El magistrado, aquel día, debía aclarar el caso en el que dos personas eran sospechosas del mismo delito. Se decantó por las apariencias de aquel que iba mal vestido, desaseado, con las manos llenas de grasa y además era bizco. La cara de este último llena la tenía de costras que le afeaban el rostro. Una persona pulcra y bien parecida nunca levantaría sospecha. La belleza como casi siempre es la tapadera de la fealdad más siniestra.

A los cuatro años se revisó la causa. Y se demostró la inocencia del imputado; pero para entonces este hombre deforme y desaliñado ya había pasado todo este tiempo en prisión provisional. Don Régulo, aquel mismo día, por dignidad pidió la baja del Cuerpo de Jueces del Estado.

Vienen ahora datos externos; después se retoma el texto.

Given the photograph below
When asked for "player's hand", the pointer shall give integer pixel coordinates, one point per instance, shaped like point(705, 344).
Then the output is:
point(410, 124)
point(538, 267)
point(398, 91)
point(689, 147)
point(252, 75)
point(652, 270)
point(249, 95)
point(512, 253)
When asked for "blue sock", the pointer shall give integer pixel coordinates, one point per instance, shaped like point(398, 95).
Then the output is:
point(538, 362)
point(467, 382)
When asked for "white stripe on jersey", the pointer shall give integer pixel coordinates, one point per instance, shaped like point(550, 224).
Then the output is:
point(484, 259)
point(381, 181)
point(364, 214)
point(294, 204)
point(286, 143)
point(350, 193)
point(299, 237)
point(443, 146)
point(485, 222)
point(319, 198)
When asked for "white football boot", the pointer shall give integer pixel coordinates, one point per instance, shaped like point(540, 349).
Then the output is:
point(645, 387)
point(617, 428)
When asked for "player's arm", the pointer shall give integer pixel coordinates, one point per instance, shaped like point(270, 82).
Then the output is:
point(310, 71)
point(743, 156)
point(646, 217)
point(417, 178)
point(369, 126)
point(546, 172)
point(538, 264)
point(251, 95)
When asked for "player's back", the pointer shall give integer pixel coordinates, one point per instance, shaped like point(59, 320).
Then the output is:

Pero don Régulo no escarmienta. Anoche vio llegar a su hijo, un zagal de 17 años con los pelos pintarrajeados de azul cobalto y verde limón. El padre ve la cabeza de un papagayo cojo. Por dentro le entran los demonios. Pero no dice nada. Otra vez las dudas, que si su hijo es un okupa, un antisistema, un apestado. Teme que unos indeseables nazis lo muelan a palos a las puertas de una discoteca. A media noche, cuando su hijo duerme, el padre coge las tijeras y deja la cabeza del hijo trasquilada como un campo de avena roído por una plaga de conejos.

¿Tanto poder tiene la apariencia, –se pregunta don Régulo-,  para apoderarse de la propia esencia? Si fuera tan bello el cactus..., ¡sus espinas, caricias dulces serían sobre mi desequilibrada cordura!